Artesã de Valongo criou presépio com mais de mil personalidades em crochê

Da Redação
Com Lusa

A II Guerra Mundial retirou-a da escola na 2.ª Classe, mas Clemência Rocha aprendeu a ler nos jornais, recorrendo anos depois a bibliógrafos para entender a Bíblia, que agora expõe em 1.058 peças em croché em Valongo, distrito do Porto, norte de Portugal.

Clemência Rocha, ou ‘Mença’, como gosta de ser tratada, reúne em si uma história de superação, começada pela guerra que a encontrou na escola da aldeia, em 1939, e da qual, devido à “ausência de professores”, causada pela “falta de gasolina nas camionetas” que viajavam do Porto para Valongo, teve de sair logo no segundo ano.
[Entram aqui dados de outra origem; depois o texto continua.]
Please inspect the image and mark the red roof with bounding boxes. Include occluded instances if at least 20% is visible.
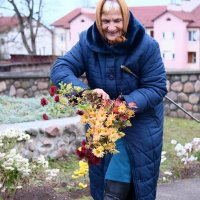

“Aprendi a ler com a história da guerra. Lia os jornais que o meu pai comprava para a taberna ao lado da mercearia da família”, contou à Lusa, falando de um tempo em que se “recusou a parar de aprender”, num hábito que, oito décadas passadas, continua a manter: “apesar de hoje ler menos, logo de manhã tenho de ler um bocadinho”.

Dos livros para a formação religiosa, conjugados com um “espírito livre e crítico”, foi buscar as “explicações” que não conseguiu encontrar na leitura da Bíblia.

“Tive uma educação católica e sempre fui à igreja, mas não foi por aí que aprendi. Aprendi lendo Leonardo Lopes, o Frei Carreira das Neves, o Frei Bento Domingues. Foi através deles que fiquei a perceber algumas coisas da Bíblia, porque quem a lê não percebe nada, precisei da interpretação desses bibliógrafos”, explicou, na conversa que decorreu no Museu Municipal de Valongo, a quem doou o presépio com mais de mil peças.

Solteira e sem filhos, ‘Mença’ contou “ter feito milhares de peças para máquinas de tricotar”, mas foi no croché que aprendeu, juntamente com as quatro irmãs, que materializou o sonho acalentado durante anos, antes de fazer algo maior que o presépio.

Para a empreitada dos últimos quatro anos contribuiu, segundo a artesã, o seu espírito “empreendedor” e o facto de “dormir poucas horas durante a noite”, respondendo não saber quantas horas dedicou, desde 2015, à criação do presépio.

“Devo ter para aqui umas artroses, pois de vez em quando doem-me os pulsos, mas eu não ligo a isso”, respondeu à pergunta da Lusa sobre se tanto croché não tinha deixado marcas, preferindo citar uma das suas “referências” do último século: “penso que era o Salvador Dali que dizia que as dores vão passar quando eu morrer, mas a minha obra vai ficar”.

No presépio exposto no auditório do museu estão representados vários momentos bíblicos: ‘Metáfora da criação’, ‘A revelação’, ‘A anunciação’, o ‘Nascimento de Cristo’, a ‘Última Ceia’ e a ‘Crucificação’, entre outros, mas não só, uma vez que ‘Mença’ fez questão de homenagear outras figuras, representando-as.

O físico Albert Einstein, o maestro Ludwig van Beethoven, o tenor Luciano Pavarotti, o filósofo Agostinho da Silva, o padre Américo, o Papa Francisco, o advogado e político Mahatma Gandhi, a madre Teresa de Calcutá, o astrônomo Galileu Galilei e os astronautas que chegaram à Lua são algumas das figuras em croché, numa exposição que mostra ainda a tradição local das “Mouriscadas e Bugiadas”.

“Tenho mais projetos. Até março [de 2020] acabarei outro presépio, em figuras bastantes maiores, inspirado em obras do escritor Mário Cesariny e do padre Américo”, disse sobre o “direito de continuar a sonhar aos 85 anos”.

E concluiu: “tem de ser assim, porque a minha cabeça não dá para ser de outra forma, aquilo em que eu empreender tenho de ir”.

No Museu Municipal de Valongo, na tradicional Exposição/Venda de Presépios que se vai estender até 06 de janeiro de 2020, estão patentes também trabalhos de artesãos concelhios e de alunos da Escola Básica Vallis Longus.